Elle ne posa pas de question et sortit de la chambre. J'essayais de penser à autre chose et de me concentrer sur mon souffle mais les seules images qui défilaient dans ma tête étaient celles de Charlotte qui vivait la même chose que moi. Mon cerveau me jouait des tours puisque j'étais parfaitement consciente qu'elle n'avait pas vécu toutes ces horreurs.
— Je suis là mon amour, respire.
J'étais tellement dans mon imagination que je ne l'avais pas vu rentrer et encore moins s'installer dans mon dos. Je sentis ses mains caresser mon ventre.
— Ça va aller, tu es en sécurité et je suis avec toi. Concentres-toi sur ma voix. Je sais que tu peux le faire et que tu es une femme forte. Respire en même temps que moi Clarke.
Je tentais de suivre le mouvement de son corps que je sentais derrière moi mais c'était difficile. Ma trachée n'en faisait qu'à sa tête et l'air ne voulait pas passer malgré mes essais.
— Aller mon amour, tu vas y arriver. Souviens-toi de choses agréables, de choses qui te rendent heureuse et vivante.
Inconsciemment, mes pensées dérivèrent vers mon unique source de bonheur : Lexa. Je revoyais le jour où nous l'avions trouvé dans la capsule, de notre cohabitation forcée, de la cérémonie lors de laquelle elle avait rejoint mon clan, de notre emménagement à Polis, de notre première fois qui avait été merveilleuse. Et dans tous ces souvenirs, il y avait un sentiment qui revenait à chaque fois. C'était l'amour. Il avait évolué au fil du temps et il était devenu inconditionnel aujourd'hui. Ma vie n'aurait pas été la même si elle n'avait pas été à mes côtés.

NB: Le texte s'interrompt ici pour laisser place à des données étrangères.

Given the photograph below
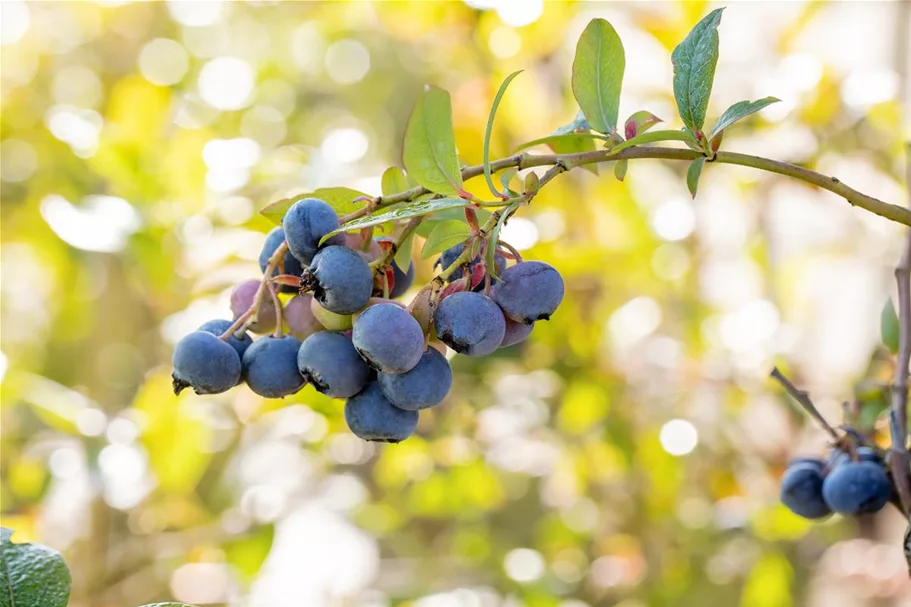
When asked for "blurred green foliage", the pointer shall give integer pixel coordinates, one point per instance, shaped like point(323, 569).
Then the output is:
point(628, 455)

— C'est parfait ça. Je ne sais pas à quoi tu penses mais continue de le faire, ça semble fonctionner.
Et elle avait raison. Ma respiration était en train de se calmer et de redevenir normale. Je sentais mes poumons se gonfler d'air avant de se dégonfler sans difficulté. La crise était passée et encore une fois c'était grâce à elle.
— Ça va mieux ?
— Oui merci.
— Ça faisait longtemps que tu n'avais pas eu une si grosse crise. A quoi tu as pensé pour que ce soit si rapide ?

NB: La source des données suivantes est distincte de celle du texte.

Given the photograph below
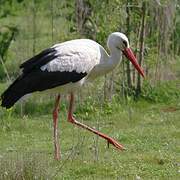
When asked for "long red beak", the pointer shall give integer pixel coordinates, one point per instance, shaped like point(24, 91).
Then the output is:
point(129, 54)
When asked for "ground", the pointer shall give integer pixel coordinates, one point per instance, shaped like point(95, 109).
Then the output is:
point(148, 131)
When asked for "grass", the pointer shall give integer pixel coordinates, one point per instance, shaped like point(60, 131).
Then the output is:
point(148, 131)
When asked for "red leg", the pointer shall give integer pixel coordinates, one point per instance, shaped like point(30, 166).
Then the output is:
point(74, 121)
point(55, 123)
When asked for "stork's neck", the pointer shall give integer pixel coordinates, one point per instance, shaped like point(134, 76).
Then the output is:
point(114, 58)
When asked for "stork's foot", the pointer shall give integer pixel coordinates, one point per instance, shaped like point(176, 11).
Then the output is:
point(115, 143)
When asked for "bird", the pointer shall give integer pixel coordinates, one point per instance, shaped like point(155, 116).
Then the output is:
point(65, 68)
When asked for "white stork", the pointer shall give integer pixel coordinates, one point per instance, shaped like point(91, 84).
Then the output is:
point(65, 67)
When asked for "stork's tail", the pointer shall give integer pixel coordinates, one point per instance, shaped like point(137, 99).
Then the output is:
point(13, 93)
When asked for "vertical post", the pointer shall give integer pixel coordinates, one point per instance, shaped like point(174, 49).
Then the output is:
point(141, 52)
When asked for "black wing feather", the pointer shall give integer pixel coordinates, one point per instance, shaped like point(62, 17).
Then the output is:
point(37, 80)
point(39, 60)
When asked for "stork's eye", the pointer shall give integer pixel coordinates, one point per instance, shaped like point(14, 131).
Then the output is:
point(125, 43)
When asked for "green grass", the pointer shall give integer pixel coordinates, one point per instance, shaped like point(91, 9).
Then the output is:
point(150, 132)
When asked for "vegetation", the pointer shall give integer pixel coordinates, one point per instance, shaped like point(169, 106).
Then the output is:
point(141, 114)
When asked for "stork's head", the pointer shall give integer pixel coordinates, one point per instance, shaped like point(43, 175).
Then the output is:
point(119, 41)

— A toi et à notre amour. Je ne sais pas ce que je serai devenue si tu n'étais pas entrée dans ma vie.
— Et toi dans la mienne.
— Je t'aime, dîmes-nous en même temps dans un seul souffle.
Nos lèvres s'étirèrent en de beaux sourires avant de se retrouver pour jouer ensemble. Le baiser était rempli de tendresse et d'amour. C'était extrêmement apaisant.
— j'imagine que Charlotte t'as parlé ?
— Oui, elle a aussi vécu des abus sexuels mais ils ne l'ont pas violée. Ils cherchaient des femmes à mettre enceinte. Je ne comprends pas pourquoi...
— Je pense savoir. Il faut que tu saches que Marcus est en bas avec Indra.
— Indra ? Mais comment c'est possible ?
Elle me raconta rapidement la situation et je me rendis compte de son inquiétude que je n'avais pas perçue plus tôt.
— Elle m'a dit que lorsqu'ils ont attaqué la Montagne, il n'y avait pas beaucoup de monde. Principalement des hommes. Ça doit expliquer pourquoi ils avaient besoin de femmes pour procréer...
— Tu veux dire que leur clan est en train de disparaitre ?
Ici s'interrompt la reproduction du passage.